Segundo pecado: la traición

De los siete pecados capitales del poder político, en la edición del  19 de marzo pasado hablábamos de la mentira, el primero de ellos.

De los siete pecados capitales del poder político, en la edición del  19 de marzo pasado hablábamos de la mentira, el primero de ellos. Corresponde hoy referirnos a la traición, el segundo de la lista.

Dante Alighieri colocó a los traidores en el noveno círculo del infierno, el último y el más terrible.  Círculo dividido en cuatro departamentos  o rondas en orden a la gravedad del castigo. En la segunda ronda coloca a los políticos traidores hundidos en hielo, excepto la cara; y en la cuarta ronda a los que traicionan a sus benefactores, como Judas, totalmente consumidos en la glacial comarca. Al ser los políticos traidores de sus pueblos que son sus benefactores, debió el genio italiano, al escribir “La Commedia”, colocarlos también en la cuarta ronda con sus indescriptibles castigos. ¡Quizá entonces eran menos perversos!

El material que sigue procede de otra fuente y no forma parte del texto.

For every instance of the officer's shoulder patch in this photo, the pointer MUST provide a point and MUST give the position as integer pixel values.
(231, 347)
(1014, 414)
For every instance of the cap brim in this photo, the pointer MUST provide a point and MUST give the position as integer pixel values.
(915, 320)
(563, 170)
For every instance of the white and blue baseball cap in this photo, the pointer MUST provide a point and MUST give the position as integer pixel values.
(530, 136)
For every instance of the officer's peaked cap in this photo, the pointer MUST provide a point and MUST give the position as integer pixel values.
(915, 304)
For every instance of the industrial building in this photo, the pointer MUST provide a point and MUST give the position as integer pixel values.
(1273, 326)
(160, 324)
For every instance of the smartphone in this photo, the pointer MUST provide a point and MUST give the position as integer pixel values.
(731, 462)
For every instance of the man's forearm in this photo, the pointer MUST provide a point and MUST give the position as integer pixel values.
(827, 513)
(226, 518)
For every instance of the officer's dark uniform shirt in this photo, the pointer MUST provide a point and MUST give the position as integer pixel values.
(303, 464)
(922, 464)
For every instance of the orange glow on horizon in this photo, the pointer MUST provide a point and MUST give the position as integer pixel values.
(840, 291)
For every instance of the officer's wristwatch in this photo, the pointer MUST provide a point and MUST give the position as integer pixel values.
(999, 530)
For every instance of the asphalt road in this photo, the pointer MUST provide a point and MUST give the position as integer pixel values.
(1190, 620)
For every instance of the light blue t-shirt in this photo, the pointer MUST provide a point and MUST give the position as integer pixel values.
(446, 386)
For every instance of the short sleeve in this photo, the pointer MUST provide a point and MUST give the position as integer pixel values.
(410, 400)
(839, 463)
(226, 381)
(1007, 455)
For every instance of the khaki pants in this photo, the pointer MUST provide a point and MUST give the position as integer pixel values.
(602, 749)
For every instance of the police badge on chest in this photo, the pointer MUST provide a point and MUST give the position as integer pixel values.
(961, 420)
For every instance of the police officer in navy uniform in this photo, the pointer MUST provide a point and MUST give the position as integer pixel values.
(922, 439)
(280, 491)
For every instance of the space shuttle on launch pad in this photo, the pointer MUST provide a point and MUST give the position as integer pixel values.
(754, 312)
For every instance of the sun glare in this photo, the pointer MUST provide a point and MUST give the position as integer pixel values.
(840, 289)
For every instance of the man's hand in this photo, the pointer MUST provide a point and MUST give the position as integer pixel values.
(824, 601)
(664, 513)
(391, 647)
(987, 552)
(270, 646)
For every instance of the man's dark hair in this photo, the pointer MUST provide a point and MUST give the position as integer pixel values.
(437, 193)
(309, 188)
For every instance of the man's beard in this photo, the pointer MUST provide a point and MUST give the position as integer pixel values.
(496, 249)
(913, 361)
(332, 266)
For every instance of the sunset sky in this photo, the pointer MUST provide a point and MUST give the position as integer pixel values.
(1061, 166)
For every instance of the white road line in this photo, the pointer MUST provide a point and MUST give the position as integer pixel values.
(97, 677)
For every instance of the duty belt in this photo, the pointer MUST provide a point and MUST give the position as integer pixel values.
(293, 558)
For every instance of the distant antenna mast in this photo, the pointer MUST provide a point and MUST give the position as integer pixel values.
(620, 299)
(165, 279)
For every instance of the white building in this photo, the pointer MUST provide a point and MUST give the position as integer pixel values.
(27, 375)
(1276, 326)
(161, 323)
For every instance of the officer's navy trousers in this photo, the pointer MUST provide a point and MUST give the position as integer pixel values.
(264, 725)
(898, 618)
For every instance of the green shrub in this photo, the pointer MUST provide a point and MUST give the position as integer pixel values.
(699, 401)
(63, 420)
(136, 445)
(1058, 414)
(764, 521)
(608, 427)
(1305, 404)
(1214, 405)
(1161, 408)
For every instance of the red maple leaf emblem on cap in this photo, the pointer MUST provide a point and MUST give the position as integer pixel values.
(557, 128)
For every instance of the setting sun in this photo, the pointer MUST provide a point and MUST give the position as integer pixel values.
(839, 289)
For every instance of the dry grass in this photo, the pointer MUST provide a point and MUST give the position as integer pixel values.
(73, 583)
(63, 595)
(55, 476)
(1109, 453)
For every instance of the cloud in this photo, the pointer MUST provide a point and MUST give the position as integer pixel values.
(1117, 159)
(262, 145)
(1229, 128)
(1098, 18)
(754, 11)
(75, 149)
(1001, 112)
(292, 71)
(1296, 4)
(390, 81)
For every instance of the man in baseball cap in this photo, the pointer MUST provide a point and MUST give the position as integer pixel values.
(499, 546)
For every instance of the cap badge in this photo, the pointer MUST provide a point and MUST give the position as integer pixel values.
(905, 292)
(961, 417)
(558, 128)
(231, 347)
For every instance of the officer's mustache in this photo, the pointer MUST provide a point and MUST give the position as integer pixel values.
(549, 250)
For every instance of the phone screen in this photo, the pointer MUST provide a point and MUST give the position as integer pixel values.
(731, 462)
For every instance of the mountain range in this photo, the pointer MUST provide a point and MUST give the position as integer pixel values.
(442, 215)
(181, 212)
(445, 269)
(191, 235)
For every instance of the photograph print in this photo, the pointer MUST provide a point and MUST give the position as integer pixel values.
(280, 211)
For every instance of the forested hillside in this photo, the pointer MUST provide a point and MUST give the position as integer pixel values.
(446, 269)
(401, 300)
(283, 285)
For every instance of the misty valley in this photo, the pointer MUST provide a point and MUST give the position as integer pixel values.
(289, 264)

En importancia, la traición es la segunda arma, pero la más filosa, que emplea el político para obtener, desempeñar o conservar su trabajo. Sin lugar a dudas no ha habido un solo  caudilloide que no la haya utilizado en mayor o menor grado. Y al extremo, Julio César confesó: «Amo mucho a la traición, pero odio a los traidores que no son mis seguidores». Y el puñal de la traición, en manos de otro traidor,  castigando su  lengua y su veneno, lo desconectó del mundo con más de veinte estocadas.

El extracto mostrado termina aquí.